Sure enough, the reactions from the GOP have been predictable.  According to the New York Times, Alabama Senator Jeff Sessions was hardly pleased.  “Ebola is a health crisis, yet the president has appointed as his new Ebola ‘czar’ a partisan loyalist whose expertise is politics — not health,” Sessions said.  “One would think, faced with the prospect of an epidemic, the president would task an expert in epidemiology, not an expert in political spin.”  Similarly, the Washington Post quotes House Foreign Affairs Committee Chairman Edward R. Royce (R-Calif.) as questioning “why the President didn’t pick an individual with a noteworthy infectious disease or public health background."

That’s an obvious question, one that I asked myself when I first heard about Klain’s appointment.   Why didn’t the President choose a doctor – and not just a doctor, but one with a relevant specialty – to head up this area?   Here’s the answer: because the President recognized that this problem is both complex and momentous enough to require someone with a skill set of a true Commander and Chief.  It requires many of the same skills, in other words, as a President of the United States.  For whatever reason, and perhaps it is because he is simply too busy on other things, Barack Obama is not up to the task.  So he chose the next best alternative – someone who is able to assimilate large amounts of information in a short period of time, put together a team of trained experts and manage them adroitly, and make quick and insightful decisions as soon as they need to be made.  President Obama decided that the name of this person is Ron Klain. 

Am I able to say conclusively that Obama made the right choice?  Of course not.  I didn’t even know who Ron Klain was this time last week.  But this much I do know – he graduated first in his class at Harvard Law School, which means that he isn’t just smart, he’s freakishly smart.  Having graduated from that school a year before Klain, I remember well the guys at the top of my class and how incredibly smart they were.  Moreover, from what I’ve read, Klain isn’t just a book worm.  He’s a people person who has worked Capitol Hill with the best of them.  In other words, he isn’t limited by the introversion that has plagued Barack Obama’s presidency from the start.    
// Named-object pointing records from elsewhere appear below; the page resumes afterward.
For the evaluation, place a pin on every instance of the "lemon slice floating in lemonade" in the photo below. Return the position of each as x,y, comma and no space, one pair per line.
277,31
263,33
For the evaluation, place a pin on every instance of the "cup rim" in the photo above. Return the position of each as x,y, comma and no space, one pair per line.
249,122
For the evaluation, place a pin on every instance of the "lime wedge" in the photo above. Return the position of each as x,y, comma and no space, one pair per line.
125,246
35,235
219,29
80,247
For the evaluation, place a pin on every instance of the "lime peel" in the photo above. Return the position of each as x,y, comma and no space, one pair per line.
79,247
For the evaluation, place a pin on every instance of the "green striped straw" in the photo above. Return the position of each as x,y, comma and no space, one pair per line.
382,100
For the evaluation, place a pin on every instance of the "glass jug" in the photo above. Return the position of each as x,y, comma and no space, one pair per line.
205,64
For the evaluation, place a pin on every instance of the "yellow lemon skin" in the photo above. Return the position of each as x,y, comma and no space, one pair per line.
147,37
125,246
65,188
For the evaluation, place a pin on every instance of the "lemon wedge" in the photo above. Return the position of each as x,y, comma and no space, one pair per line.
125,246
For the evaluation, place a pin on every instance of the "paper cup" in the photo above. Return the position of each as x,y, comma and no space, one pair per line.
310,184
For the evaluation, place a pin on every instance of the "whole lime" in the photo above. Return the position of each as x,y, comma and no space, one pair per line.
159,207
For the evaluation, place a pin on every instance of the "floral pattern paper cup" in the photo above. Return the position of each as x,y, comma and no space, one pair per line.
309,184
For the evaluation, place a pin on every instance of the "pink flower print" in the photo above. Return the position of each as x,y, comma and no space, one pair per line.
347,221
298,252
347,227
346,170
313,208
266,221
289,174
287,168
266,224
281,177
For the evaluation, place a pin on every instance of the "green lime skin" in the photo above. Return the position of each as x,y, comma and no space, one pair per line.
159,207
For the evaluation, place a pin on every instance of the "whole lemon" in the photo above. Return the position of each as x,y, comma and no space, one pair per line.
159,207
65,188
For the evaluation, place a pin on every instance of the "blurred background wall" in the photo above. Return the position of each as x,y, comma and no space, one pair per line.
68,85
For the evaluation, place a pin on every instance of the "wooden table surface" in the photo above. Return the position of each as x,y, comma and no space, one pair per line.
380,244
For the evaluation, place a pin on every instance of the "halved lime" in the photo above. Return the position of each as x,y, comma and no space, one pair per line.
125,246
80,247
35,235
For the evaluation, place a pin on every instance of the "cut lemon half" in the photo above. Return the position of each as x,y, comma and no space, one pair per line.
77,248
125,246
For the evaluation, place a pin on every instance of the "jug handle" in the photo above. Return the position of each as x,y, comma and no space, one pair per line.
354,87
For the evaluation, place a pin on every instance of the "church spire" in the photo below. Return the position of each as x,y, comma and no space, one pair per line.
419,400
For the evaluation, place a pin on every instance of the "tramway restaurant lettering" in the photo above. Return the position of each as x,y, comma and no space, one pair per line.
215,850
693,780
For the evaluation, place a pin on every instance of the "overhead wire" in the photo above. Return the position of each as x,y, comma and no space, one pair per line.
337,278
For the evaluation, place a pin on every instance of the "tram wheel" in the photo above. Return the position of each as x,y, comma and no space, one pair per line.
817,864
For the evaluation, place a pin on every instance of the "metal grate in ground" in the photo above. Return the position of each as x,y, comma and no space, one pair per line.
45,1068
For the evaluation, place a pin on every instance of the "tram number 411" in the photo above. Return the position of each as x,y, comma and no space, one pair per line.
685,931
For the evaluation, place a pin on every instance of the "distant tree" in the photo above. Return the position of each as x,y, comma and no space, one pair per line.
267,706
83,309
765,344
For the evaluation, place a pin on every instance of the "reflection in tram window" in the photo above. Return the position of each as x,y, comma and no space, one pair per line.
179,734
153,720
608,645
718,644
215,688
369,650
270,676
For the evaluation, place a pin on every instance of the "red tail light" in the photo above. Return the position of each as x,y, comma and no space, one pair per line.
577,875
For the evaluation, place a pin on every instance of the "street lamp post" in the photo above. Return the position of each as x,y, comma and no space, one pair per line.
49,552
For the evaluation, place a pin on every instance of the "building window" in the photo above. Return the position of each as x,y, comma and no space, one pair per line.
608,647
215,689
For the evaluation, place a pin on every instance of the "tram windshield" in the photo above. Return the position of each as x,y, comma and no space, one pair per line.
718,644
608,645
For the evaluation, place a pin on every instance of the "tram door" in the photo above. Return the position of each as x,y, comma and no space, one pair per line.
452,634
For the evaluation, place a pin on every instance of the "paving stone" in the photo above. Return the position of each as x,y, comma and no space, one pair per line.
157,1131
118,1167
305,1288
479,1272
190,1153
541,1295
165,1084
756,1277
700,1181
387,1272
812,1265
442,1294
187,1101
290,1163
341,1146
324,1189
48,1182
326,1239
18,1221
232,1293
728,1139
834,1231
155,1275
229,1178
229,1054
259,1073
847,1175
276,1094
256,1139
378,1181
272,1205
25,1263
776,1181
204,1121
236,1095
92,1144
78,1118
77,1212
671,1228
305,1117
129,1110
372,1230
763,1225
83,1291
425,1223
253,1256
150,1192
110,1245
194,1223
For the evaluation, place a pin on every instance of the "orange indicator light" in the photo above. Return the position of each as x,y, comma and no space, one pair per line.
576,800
To be sure, Klain is a trained spin doctor – an advisor who is expert on politics.  Now that he has come out of the shadows, he has his own spin doctors in the Administration.  Vice President Biden, for example, has touted Klain as a top notch problem solver and manager.  Those are among the most important credentials for this job, and yet they are precisely the credentials that I have yet to verify after reviewing Klain’s resume.   There is no question that he has held important jobs both in the public and private sector for more than a couple of decades.  So maybe Biden is speaking the truth.   At any event, even if Klain isn’t a picture-perfect choice for this task, you can understand why a guy like Barack Obama might think that a smarter and more extroverted version of himself would be a hell of a good choice.   Ask the Romanoffs – just like presidents, kings and emperors, czars can’t possibly be experts in each type of subject matter that they have to deal with.   What they must be are born leaders.   And it sure helps when they are the smartest person in the room.


We know in the case of Ron Klain that he meets that last standard.  Whether he has the leadership to match his intellect remains to be seen, but I for one am ready to give him a chance.